While, in 2010, the route saw the transportation of 2.1 million tons of goods, this had heightened to 33.1 million tons a decade later, and reached 36.2 million tons in 2023.
Furthermore, the circumstances around the NSR seem to make it a promising sea route for the years ahead; scientists have said that climate change and melting ice sheets will soon enable the all-year-round use of the passage.
With the use of this route allowing for greatly decreased transport time between the two continents and lower transport costs, it may be a particularly relevant option in the longer term for European businesses looking to supply goods to African countries through European ports.
However, there are still good reasons for doubts surrounding the “Polar Silk Road”
So, why are some container lines from Europe hesitant to more deeply explore the potential use of the NSR? One reason is the inherent challenges involved in Arctic navigation, with vessels travelling through the region requiring ice-strengthened hulls, even if they draw upon icebreaker assistance.

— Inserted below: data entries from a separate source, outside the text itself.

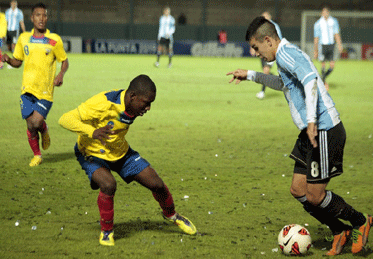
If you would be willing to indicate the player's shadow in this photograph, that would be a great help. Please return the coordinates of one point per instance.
(129, 228)
(58, 157)
(322, 244)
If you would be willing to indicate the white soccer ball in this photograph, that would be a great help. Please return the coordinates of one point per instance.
(294, 239)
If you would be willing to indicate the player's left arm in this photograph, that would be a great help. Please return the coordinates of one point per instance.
(339, 42)
(311, 94)
(271, 81)
(58, 81)
(337, 36)
(61, 57)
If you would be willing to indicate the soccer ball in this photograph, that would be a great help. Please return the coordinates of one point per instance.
(294, 239)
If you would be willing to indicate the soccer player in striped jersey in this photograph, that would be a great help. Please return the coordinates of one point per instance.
(326, 33)
(102, 123)
(165, 36)
(39, 50)
(318, 151)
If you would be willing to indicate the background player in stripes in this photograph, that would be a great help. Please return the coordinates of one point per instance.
(326, 33)
(165, 36)
(318, 151)
(39, 49)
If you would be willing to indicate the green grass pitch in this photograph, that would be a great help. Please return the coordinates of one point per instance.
(208, 139)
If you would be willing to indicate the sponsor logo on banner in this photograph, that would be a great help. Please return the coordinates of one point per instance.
(367, 51)
(72, 44)
(216, 50)
(124, 46)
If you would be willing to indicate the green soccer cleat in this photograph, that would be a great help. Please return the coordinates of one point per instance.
(35, 161)
(107, 238)
(182, 222)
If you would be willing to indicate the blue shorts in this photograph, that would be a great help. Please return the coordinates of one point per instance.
(30, 103)
(127, 167)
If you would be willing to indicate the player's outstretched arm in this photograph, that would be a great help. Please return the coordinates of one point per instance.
(239, 75)
(11, 61)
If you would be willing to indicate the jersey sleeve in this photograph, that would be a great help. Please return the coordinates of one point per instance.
(20, 15)
(336, 26)
(3, 26)
(316, 30)
(93, 108)
(72, 121)
(18, 50)
(59, 50)
(297, 64)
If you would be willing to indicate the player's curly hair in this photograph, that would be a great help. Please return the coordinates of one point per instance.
(142, 85)
(259, 28)
(38, 5)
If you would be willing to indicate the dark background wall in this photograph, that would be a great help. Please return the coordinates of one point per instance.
(138, 19)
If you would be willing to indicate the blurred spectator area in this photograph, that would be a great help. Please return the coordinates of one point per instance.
(113, 19)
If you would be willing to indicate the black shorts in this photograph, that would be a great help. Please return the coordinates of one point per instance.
(324, 162)
(165, 43)
(327, 52)
(266, 64)
(11, 37)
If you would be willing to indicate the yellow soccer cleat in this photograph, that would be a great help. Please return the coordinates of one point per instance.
(45, 140)
(183, 223)
(107, 238)
(360, 235)
(339, 242)
(36, 160)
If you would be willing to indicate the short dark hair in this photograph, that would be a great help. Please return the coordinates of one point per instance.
(259, 28)
(38, 5)
(141, 85)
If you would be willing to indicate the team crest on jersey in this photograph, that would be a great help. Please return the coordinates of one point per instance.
(43, 40)
(125, 118)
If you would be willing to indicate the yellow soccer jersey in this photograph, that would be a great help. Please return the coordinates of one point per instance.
(106, 108)
(3, 25)
(39, 55)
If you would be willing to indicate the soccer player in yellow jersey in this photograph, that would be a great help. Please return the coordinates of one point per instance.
(40, 50)
(102, 123)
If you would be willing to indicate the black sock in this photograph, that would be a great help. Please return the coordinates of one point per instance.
(334, 224)
(337, 206)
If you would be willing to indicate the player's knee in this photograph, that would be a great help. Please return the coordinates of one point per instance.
(108, 187)
(296, 192)
(158, 187)
(313, 198)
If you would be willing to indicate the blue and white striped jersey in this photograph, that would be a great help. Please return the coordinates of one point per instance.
(325, 30)
(296, 70)
(13, 18)
(166, 27)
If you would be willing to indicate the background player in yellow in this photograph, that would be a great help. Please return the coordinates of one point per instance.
(3, 28)
(40, 50)
(102, 123)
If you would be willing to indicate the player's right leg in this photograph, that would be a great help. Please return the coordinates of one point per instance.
(159, 53)
(105, 201)
(35, 111)
(101, 178)
(150, 179)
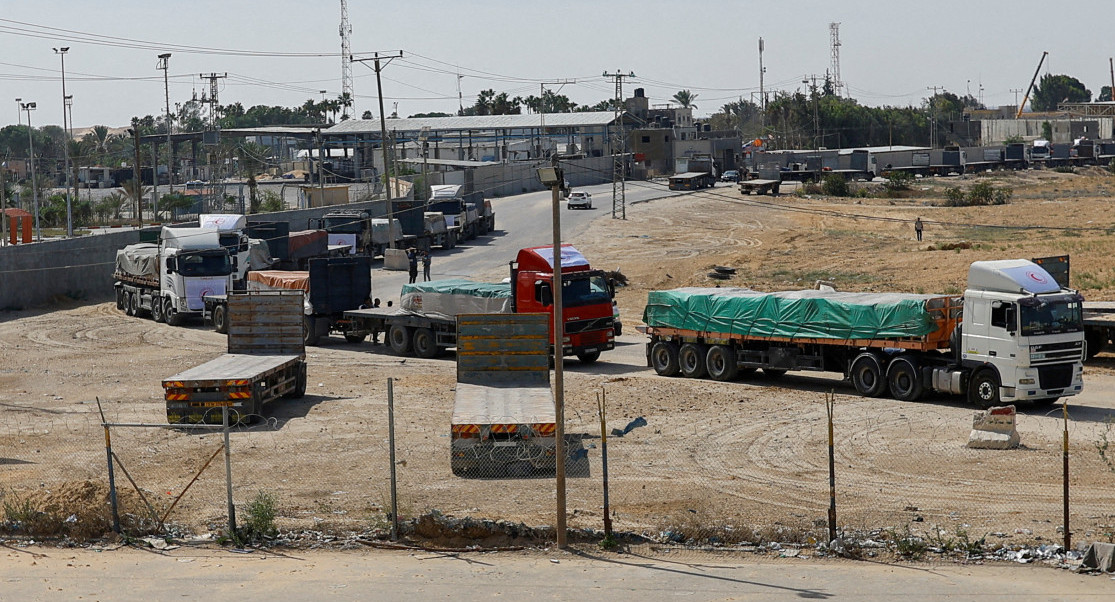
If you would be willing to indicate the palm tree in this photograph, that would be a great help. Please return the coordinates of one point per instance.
(685, 98)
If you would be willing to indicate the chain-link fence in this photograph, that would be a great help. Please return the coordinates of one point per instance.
(689, 467)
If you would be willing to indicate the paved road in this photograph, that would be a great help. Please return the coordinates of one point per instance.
(362, 574)
(522, 221)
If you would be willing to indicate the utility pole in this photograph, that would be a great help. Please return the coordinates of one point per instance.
(619, 147)
(932, 105)
(383, 120)
(69, 136)
(164, 61)
(30, 154)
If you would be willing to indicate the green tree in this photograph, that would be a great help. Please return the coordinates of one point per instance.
(1053, 89)
(685, 98)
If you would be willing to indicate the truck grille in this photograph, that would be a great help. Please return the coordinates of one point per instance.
(589, 326)
(1055, 377)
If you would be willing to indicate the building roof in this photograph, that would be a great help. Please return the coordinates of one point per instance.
(476, 122)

Moreover, some European carriers may be deterred by the political sensitivity around this route, which depends on Russian search-and-rescue (SAR) capability for vessel transits. The Russian Government is expected to plough $7.7 billion of investment into the NSR.
The SAR capabilities that do exist for this passage are located far away, which – despite some development and cooperation along the channel – means that ships and crews getting into trouble will largely have to fend for themselves.
So, such factors as the hostile Arctic weather, ice, a lack of necessary chart information, and insubstantial infrastructure, presently count against the NSR as a potential “mainstream” alternative to Red Sea transit.